We know that alcohol use has been growing over the years, but have you ever wondered how alcohol affects women differently than men? What about alcohol-related mortality in women? What are the alcohol death rates in the U.S.? Let’s explore the recent findings on alcohol mortality among women and see if there is a gender difference in mortality rates!

Facts and Trends

A recent study published in The Journal of the American Medical Association (JAMA) has found that more women, especially those over 65, are dying from alcohol-related causes than ever before, and the gap between male and female alcohol-related mortality rates is closing. Researchers looked at CDC data, analyzing over 600,000 deaths from 1999 to 2020 that were related to alcohol, like alcohol poisoning, liver diseases, heart problems, severe intoxication, and mental or behavior issues.

In the past 15 years, deaths from alcohol use have been increasing in the U.S., and although more men have died from alcohol-related use, alcohol related mortality in women is increasing at a faster rate. From 2018 to 2020, deaths rose by 12.5% each year for men but for women, deaths have gone up by 14.7% each year. The study highlighted a rise in deaths among women aged 65 and older. For this age group, deaths increased by 6.7% each year from 2012 to 2020, compared to a 5.2% increase for men aged 65 and older.

Although men are more likely to consume alcohol and engage in binge drinking, women are now drinking more frequently and in larger quantities than in the past.

A survey involving nearly 18,000 college students across the U.S. found that about one in three female students participates in binge drinking, defined as consuming four or more drinks in a short period. The study also found that the incidence of binge drinking at all-women's colleges more than doubled from 1993 to 2001. Despite a higher dependence on alcohol among college men, over half of the college students who abuse alcohol are women.

These trends are concerning because binge drinking poses health risks for both genders and also heightens the risk of engaging in unintended and potentially unwanted sexual activities.

Potential Causes

Although the JAMA study does not offer explanations for this narrowing in mortality, the study’s lead author, Ibraheem Karaye, offers a few potential theories.

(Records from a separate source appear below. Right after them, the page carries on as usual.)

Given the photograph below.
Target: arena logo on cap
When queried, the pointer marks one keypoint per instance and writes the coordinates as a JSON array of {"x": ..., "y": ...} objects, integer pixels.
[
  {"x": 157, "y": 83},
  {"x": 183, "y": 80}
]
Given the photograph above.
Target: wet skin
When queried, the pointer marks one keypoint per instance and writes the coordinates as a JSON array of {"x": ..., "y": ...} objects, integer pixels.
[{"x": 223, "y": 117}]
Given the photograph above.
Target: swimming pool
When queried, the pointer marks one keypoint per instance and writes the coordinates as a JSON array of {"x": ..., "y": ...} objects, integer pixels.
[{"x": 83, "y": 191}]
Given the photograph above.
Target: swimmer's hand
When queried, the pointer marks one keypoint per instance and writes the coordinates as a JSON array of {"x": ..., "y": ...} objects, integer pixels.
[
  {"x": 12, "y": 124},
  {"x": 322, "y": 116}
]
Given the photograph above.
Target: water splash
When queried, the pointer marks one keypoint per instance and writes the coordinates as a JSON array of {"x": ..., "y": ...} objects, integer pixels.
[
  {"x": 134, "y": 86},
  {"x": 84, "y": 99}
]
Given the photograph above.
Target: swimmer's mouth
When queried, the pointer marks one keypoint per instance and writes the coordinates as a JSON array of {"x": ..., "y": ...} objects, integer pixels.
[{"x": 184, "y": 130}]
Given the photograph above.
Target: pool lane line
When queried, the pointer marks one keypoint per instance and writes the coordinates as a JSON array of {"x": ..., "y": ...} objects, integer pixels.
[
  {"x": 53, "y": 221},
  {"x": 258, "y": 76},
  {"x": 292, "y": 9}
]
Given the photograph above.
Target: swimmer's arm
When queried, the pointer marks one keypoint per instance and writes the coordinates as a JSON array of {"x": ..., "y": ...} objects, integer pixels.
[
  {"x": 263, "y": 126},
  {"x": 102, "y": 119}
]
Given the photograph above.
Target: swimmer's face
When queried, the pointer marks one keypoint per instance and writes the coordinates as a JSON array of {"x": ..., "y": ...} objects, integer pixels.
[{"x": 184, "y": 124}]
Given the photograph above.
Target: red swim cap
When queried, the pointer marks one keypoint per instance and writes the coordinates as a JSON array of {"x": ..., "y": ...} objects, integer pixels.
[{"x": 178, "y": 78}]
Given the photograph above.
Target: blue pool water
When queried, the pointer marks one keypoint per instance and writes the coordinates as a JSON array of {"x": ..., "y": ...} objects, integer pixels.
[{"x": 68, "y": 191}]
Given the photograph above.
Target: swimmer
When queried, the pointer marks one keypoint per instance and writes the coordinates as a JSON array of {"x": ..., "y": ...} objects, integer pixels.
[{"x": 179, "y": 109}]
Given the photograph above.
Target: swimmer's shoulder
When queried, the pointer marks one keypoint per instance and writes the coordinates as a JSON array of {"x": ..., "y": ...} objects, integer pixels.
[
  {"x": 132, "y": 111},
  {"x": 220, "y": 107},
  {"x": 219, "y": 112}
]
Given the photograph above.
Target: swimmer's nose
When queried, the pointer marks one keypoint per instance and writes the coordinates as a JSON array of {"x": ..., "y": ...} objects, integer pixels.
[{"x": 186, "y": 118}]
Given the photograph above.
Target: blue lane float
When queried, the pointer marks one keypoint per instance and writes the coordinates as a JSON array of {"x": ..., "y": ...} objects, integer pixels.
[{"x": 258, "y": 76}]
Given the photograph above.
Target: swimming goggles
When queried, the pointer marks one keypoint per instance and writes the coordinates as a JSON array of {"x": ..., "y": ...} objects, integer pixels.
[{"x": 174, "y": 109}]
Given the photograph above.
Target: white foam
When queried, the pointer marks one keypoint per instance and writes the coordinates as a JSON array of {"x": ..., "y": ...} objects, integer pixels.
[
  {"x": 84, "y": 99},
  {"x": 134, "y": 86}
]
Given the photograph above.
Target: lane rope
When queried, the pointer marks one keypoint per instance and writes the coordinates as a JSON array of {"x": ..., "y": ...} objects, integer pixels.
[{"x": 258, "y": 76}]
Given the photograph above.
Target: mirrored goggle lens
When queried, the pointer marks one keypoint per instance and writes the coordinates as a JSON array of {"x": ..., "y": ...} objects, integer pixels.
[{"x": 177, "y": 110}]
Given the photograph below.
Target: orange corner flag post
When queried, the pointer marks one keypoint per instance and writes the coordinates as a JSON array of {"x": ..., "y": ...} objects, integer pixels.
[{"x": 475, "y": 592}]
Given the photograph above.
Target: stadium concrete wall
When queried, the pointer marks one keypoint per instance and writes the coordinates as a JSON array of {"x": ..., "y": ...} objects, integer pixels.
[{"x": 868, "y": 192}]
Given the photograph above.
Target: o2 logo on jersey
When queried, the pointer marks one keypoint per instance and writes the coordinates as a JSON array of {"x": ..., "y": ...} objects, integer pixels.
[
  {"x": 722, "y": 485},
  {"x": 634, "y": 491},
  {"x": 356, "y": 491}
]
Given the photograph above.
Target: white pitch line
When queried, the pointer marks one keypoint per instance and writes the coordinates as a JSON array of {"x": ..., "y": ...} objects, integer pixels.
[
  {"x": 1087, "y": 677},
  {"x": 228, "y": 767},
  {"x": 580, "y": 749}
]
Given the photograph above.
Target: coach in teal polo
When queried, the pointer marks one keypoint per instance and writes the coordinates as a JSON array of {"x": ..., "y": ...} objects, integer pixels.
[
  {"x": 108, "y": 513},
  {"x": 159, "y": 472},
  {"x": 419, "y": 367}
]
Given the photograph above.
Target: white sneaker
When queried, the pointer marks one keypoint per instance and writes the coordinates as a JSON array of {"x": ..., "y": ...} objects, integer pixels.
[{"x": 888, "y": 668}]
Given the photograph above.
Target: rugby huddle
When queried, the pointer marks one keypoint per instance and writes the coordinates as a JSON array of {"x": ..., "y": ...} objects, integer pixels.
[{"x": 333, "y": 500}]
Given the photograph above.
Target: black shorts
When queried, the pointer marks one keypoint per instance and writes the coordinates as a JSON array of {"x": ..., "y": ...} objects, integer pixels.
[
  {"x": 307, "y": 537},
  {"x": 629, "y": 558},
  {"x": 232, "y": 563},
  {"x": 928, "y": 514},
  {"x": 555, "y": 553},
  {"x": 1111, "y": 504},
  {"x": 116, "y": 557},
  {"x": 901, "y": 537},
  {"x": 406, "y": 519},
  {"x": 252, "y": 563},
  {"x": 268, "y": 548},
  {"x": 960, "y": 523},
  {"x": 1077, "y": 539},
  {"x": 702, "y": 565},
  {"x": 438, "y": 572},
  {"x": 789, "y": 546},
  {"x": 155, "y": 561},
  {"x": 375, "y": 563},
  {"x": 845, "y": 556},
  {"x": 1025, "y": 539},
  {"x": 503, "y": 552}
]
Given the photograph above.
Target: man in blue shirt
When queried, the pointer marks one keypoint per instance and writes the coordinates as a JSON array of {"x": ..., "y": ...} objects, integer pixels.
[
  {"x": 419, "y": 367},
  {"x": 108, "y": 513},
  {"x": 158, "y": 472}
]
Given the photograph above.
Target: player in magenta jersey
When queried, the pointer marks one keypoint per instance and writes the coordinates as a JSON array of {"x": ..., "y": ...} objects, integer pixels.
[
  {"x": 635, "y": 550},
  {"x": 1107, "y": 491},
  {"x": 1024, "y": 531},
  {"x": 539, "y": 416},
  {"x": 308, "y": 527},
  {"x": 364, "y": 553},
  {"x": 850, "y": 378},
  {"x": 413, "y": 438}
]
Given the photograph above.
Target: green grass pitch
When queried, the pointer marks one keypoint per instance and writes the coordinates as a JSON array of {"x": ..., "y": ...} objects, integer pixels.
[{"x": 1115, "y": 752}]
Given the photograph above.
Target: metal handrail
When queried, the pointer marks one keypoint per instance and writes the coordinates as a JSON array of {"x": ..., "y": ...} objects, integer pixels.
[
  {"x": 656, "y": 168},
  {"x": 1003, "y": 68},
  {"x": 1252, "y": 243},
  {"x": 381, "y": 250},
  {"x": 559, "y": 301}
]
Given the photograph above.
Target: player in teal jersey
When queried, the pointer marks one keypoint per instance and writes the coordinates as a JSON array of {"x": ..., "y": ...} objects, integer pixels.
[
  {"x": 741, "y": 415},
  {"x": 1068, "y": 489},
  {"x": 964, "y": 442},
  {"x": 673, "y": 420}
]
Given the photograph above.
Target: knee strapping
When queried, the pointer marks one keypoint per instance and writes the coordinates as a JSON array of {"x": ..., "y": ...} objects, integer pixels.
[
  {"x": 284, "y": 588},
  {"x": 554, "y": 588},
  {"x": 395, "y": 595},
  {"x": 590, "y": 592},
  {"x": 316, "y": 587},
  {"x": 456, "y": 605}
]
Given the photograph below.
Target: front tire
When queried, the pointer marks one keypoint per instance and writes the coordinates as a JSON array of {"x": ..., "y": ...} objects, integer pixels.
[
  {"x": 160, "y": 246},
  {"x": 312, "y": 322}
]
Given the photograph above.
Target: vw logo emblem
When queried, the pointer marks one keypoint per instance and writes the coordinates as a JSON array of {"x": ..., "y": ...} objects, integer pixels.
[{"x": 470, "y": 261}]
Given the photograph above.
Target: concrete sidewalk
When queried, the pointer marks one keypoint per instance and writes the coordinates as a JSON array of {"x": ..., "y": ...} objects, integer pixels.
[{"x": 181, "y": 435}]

  • Biological differences. Biologically, women process alcohol differently than men. They generally have a higher fat-to-water ratio, which means alcohol is less diluted in their bodies. Women have less of the enzyme alcohol dehydrogenase, which is essential for metabolizing alcohol. As a result, they retain higher levels of alcohol in their body that can be harmful to organs like the liver. This also increases their risk of experiencing health problems related to alcohol. Additionally, hormonal differences can affect how women metabolize alcohol, making them more vulnerable to its adverse health effects. The hormonal fluctuations can lead to more target organ effects in women than men. 
  • Sociocultural factors. The role of changing societal norms cannot be understated. In recent decades, the way society views women's alcohol consumption has shifted. Drinking has become more socially acceptable for women, and in some cases, it's even encouraged as a symbol of liberation and equality. As a result, more women across all age groups are drinking more than they had before. Moreover, marketing strategies by alcohol companies have increasingly targeted women, portraying alcohol as a glamorous and essential component of socializing and relaxation. The spread of catchy phrases such as "rosé all day" and the image of the "wine mom" has linked alcohol consumption with an upper-middle-class and middle-aged status. This, in addition to the increased role of social media in our lives, contributes to the normalization and encouragement of drinking for all women. 
  • Psychological factors. Mental health plays a role in this trend. Women are more likely to suffer from certain mental health conditions, such as depression and anxiety, which can lead to increased alcohol use as a form of self-medication. The isolation and increased stress brought on by events like the Covid-19 pandemic have exacerbated these issues, leading to a rise in alcohol dependency among women.
  • Work-life balance and stress. The stress of balancing work, family, and social obligations has also been identified as a significant contributor, especially with recent progress toward gender equity in the workforce. As more women enter the workforce and advance in their roles, many women turn to alcohol as a coping mechanism for stress. This is particularly evident among working mothers and women in high-pressure careers who may use alcohol to unwind from the day's stresses.
  • Life transitions. Significant life transitions, such as menopause, the loss of a partner, or retirement, can also contribute to increased alcohol use among older women. These life changes can bring about feelings of loss, loneliness, and a search for coping mechanisms — and alcohol is often an accessible coping tool.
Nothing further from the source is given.